15 Avril 2013  |  Édito
Publié dans Oberflächen POLYSURFACES 02/2013

Édito (2/2013)

Des façades auto-nettoyantes
 
Les anciennes peintures de façade se basent principalement sur des dispersions de polymères à base d’eau, de résines de silicone, ainsi que de dispersions de silicates. Ces peintures sont insuffisamment protégées contre les dépôts de poussières et les salissures dues aux champignons, aux algues et aux lichens. Pour cette raison, L’Institut Fraunhofer pour les techniques de production et d’automatisation (IPA) se penche sur des revêtements qui exploitent des effets catalytiques autonettoyants. Ces revêtements contiennent comme principe actif du dioxyde de titane, qui décompose la matière organique de la surface en présence de lumière solaire et d’humidité. De plus, la façade devient hydrophile, ce qui favorise un auto-nettoyage par la pluie.
Cependant, le revêtement perd à long terme de la substance. La dégradation se manifeste par un léger décollement ou «farinage» de la couche de la surface, réduisant ainsi la durée de vie du revêtement. Ceci a donné naissance à un projet financé dans le cadre de la Fédération allemande des associations de recherche industrielle de l’institut Frauenhofer.

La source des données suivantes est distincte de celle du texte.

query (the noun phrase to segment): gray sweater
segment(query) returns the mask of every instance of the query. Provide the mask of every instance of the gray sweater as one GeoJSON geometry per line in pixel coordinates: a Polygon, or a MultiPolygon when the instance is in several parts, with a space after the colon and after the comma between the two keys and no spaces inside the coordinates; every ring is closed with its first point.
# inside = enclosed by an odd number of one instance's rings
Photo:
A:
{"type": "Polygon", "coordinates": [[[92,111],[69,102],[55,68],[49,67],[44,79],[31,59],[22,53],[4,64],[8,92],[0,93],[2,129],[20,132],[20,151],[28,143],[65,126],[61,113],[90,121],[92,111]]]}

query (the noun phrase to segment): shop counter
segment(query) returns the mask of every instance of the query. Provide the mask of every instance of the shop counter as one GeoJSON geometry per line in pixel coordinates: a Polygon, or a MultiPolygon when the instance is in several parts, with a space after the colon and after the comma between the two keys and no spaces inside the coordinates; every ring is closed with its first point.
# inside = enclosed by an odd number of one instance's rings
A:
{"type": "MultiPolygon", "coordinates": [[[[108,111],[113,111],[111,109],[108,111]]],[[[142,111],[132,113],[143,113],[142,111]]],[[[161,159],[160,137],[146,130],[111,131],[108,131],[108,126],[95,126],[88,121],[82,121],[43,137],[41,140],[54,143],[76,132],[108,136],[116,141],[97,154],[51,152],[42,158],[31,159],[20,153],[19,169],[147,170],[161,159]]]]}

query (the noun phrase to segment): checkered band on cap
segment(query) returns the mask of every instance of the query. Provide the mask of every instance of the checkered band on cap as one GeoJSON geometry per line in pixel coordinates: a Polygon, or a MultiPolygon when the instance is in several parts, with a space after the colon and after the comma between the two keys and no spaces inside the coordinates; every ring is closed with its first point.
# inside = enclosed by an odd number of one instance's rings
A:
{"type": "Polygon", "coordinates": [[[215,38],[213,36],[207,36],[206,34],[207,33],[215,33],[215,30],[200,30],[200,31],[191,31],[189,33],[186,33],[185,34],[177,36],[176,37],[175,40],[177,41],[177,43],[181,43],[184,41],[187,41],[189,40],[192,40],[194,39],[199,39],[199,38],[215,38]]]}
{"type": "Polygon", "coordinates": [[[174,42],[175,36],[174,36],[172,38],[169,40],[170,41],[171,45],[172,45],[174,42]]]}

Des revêtements de façades actifs du point de vue photocatalytique issus de la combinaison de différents liants ont été testés, avec pour objectif de trouver un équilibre optimal entre les propriétés auto-nettoyantes et une résistance suffisante à la dégradation.
Dans ce but, deux tests ont été réalisés dans les conditions suivantes: un climat urbain fortement pollué par le trafic suivant une orientation au Sud, ainsi qu’un climat rural suivant une exposition au Nord – avec des revêtements contenant des pigments de dioxyde de titane actifs du point de vue photocatalytique, ainsi que des revêtements composés de pigments conventionnels inactifs, exposés pendant deux ans sous différents angles (90° et 45°). Diverses méthodes d’essais ont permis de suivre régulièrement, les propriétés, le degré de pollution, ainsi que la dégradation du revêtement. Ainsi, il a été montré, en particulier, au travers d’une légère salissure sur une inclinaison de 45°, une nette influence des pigments actifs d’un point de vue photocatalytique. Les revêtements actifs étaient beaucoup moins sales que les inactifs; cependant, ils ont montré une plus grande dégradation par farinage.
Le farinage, qui contribue dans une large mesure à l'effet d'auto-nettoyage des surfaces actives d’un point de vue photocatalytique, a également montré lors de l’altération les propriétés hydrophiles du revêtement. Des essais en laboratoire ont aussi prouvé l’efficacité photocatalytique des revêtements de façades contre la dégradation due aux gaz polluants.
Ces résultats de recherche aident à mieux comprendre les processus impliqués dans les phénomènes de dégradation des peintures photocatalytiques. Ainsi, sur ces bases, il est possible de mettre en point de nouvelles peintures de façades, présentant  un rapport optimal entre les composants liants et le contrôle du farinage, afin d’obtenir un effet nettoyant et un niveau de dégradation acceptable. D’autres projets de recherche sont prévus, non seulement sur l’effet autonettoyant, mais aussi sur la diminution de la dégradation due à des polluants atmosphériques sur des peintures de façades actives d’un point de vue photocatalytique.